Ailsa Bristow’s story “Tides” was published in Metaphorosis on Friday, 31 December 2021.
I wrote the first draft of ”Tides” in 2017. In its first iterations, it was very closely focused on the unnamed protagonist. I’m interested in questions of fate and free will, what we inherit vs. what we choose for ourselves. I wanted to explore a tense relationship between mother and daughter, and explore the urge to rebel against familial duty. And, because my brain is my brain, the idea of a fairytale or myth made the most sense to me.
I’ve always been fascinated by the sea: I remember being told once that growing up in the UK you’re never more than 60 miles from the ocean.
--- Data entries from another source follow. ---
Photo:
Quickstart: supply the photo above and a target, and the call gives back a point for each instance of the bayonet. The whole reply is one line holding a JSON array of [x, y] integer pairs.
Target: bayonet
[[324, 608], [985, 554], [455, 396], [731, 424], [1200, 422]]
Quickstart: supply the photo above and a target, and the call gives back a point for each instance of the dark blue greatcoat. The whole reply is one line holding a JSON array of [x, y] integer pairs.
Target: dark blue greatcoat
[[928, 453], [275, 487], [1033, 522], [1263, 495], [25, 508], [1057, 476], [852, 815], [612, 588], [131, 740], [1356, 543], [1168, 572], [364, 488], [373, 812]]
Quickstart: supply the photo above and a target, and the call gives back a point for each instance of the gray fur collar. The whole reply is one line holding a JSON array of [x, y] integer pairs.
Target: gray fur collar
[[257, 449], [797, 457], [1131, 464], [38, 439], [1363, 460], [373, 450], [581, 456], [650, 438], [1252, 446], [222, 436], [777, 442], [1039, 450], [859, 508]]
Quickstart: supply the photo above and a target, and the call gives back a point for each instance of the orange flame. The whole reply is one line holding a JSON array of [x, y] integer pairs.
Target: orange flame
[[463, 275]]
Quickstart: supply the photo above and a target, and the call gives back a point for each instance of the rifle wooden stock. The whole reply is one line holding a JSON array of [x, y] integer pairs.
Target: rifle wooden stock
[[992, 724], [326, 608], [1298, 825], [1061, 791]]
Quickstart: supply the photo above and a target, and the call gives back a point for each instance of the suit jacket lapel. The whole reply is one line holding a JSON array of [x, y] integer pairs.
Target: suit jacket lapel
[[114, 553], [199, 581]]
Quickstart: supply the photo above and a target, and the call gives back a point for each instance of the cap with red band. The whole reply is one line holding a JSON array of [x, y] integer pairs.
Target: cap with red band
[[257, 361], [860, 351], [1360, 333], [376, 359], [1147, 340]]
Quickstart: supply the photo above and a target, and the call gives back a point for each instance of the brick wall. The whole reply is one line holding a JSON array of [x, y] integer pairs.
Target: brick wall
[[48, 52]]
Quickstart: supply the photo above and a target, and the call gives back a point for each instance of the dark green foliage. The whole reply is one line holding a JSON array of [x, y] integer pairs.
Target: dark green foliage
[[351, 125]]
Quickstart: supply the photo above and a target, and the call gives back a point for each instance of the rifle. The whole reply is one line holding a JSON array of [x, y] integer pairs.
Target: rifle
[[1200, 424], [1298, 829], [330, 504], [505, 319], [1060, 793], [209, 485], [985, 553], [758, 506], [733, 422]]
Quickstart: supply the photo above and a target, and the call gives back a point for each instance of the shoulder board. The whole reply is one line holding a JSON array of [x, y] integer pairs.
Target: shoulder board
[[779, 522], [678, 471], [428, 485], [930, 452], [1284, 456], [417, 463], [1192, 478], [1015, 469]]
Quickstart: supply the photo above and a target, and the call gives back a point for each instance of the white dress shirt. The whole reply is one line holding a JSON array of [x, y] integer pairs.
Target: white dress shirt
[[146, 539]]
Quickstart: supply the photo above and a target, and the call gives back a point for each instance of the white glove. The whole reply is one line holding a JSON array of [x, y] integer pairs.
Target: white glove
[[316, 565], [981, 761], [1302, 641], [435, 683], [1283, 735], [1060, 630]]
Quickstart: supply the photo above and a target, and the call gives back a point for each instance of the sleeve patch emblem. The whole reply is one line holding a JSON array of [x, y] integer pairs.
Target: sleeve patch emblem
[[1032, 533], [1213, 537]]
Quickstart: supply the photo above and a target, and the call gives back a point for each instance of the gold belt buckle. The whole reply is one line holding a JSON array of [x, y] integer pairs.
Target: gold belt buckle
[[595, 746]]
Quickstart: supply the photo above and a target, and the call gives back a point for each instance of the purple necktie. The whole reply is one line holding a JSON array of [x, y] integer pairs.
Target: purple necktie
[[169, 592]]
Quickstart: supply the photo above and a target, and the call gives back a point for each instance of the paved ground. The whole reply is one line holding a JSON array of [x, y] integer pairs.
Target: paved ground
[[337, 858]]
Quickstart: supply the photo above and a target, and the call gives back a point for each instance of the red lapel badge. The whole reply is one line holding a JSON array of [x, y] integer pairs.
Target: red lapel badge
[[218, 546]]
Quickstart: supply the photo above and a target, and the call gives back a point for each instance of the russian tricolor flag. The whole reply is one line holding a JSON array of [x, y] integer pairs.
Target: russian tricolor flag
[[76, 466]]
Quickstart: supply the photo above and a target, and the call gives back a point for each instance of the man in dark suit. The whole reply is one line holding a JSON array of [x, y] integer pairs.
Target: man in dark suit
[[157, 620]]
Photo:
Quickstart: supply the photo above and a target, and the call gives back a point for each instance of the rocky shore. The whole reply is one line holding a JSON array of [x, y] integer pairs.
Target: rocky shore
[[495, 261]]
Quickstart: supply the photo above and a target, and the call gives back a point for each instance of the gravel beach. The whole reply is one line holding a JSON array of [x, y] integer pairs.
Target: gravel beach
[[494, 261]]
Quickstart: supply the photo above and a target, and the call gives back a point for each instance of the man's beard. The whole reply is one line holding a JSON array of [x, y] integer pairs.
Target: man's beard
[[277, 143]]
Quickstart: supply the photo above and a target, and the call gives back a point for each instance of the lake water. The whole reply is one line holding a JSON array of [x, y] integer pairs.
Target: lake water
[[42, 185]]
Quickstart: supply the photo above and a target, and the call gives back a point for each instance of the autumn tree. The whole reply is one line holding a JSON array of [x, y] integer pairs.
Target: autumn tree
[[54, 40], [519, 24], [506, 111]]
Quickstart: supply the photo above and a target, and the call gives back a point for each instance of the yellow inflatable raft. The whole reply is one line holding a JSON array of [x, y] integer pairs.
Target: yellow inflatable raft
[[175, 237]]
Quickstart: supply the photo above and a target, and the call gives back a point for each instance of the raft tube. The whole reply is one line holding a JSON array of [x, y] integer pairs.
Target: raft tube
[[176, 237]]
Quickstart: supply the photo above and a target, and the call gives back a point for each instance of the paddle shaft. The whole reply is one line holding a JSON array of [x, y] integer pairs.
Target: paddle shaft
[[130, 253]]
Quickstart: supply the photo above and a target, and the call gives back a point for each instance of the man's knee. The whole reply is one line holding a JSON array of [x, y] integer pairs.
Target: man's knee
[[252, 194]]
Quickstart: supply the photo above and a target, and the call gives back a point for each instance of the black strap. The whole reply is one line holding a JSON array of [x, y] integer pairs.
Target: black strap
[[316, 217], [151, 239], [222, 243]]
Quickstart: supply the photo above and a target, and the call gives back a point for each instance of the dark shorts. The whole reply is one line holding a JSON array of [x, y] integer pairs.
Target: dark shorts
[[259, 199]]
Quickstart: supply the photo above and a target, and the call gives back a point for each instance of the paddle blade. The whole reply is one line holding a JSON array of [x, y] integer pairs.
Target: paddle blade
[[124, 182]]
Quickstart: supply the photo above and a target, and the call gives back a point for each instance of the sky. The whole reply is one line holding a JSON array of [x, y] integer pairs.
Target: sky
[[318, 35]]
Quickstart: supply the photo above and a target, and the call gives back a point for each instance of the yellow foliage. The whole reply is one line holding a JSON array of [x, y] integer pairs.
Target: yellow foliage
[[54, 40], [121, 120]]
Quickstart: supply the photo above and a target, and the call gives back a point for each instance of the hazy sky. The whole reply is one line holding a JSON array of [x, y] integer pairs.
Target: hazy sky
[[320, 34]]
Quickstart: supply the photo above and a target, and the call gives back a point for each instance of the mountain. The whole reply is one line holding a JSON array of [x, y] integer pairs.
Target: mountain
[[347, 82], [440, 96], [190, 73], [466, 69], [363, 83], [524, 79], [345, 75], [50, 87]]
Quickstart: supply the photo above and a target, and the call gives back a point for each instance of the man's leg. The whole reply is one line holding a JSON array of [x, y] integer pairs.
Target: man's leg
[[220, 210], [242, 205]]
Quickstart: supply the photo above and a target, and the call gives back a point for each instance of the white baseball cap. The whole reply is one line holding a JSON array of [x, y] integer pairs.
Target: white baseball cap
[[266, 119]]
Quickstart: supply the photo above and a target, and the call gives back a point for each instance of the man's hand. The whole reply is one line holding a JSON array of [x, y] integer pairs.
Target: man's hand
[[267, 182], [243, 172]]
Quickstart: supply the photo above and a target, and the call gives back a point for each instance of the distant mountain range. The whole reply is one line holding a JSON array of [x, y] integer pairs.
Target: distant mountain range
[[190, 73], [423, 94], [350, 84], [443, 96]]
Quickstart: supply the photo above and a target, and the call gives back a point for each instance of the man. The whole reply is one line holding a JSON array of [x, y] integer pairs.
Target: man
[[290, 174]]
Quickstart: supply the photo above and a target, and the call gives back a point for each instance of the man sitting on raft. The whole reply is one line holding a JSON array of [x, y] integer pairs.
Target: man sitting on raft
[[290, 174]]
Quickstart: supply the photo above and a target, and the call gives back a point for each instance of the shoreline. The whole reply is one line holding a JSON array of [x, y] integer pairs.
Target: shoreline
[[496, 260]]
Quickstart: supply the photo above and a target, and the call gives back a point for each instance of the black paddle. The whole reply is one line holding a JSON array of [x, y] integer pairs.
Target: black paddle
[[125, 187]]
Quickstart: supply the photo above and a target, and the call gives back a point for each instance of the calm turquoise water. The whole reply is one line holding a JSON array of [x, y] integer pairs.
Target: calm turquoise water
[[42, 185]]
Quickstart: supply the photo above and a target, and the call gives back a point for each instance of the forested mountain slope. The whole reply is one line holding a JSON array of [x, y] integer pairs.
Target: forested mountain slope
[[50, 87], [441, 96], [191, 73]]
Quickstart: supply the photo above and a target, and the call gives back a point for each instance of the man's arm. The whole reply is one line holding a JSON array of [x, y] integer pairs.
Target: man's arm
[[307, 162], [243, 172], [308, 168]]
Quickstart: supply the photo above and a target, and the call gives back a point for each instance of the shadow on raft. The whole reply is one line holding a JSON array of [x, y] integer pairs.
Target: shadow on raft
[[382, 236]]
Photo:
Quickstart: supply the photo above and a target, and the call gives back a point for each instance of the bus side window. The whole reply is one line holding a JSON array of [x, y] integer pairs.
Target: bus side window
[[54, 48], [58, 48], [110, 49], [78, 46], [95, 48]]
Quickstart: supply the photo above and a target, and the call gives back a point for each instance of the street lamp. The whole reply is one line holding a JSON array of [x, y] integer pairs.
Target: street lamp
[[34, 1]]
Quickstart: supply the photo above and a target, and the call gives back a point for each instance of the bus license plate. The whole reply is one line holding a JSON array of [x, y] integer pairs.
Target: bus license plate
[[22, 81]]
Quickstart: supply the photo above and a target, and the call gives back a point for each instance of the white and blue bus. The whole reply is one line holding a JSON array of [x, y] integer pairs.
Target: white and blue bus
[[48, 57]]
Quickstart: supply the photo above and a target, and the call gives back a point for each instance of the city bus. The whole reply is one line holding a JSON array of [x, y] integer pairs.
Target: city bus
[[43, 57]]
I love its beauty and respect its power; and I love the stories and legends that shape the way we look at the sea. I don’t think using the idea of the sea as a personified being was a conscious choice, but something that just clicked for me.
As the story grew and changed under multiple revisions I know that many other themes that interest me worked their way into the story. Both the protagonist and Adam have left their homes, and I look at the way they try to make a new home together in a place that neither of them belong to. I can see a lot of my own climate anxiety and feelings of powerlessness come through in Adam—the question that echoes beneath this story is, perhaps, what are we willing to sacrifice in order to do the right thing? Adam says all the right words, but it is the protagonist who ultimately gives up the things she has fought for so fiercely.
As a writer, I love working on the stories that feel like a mystery to me as they are being written. The process of revising this story has been a process of getting clearer and clearer about who these characters are, and why they make the choices they make. That these characters continue to live and breathe in my imagination, four years after they first took root there, seems to me part of the magic of being a writer.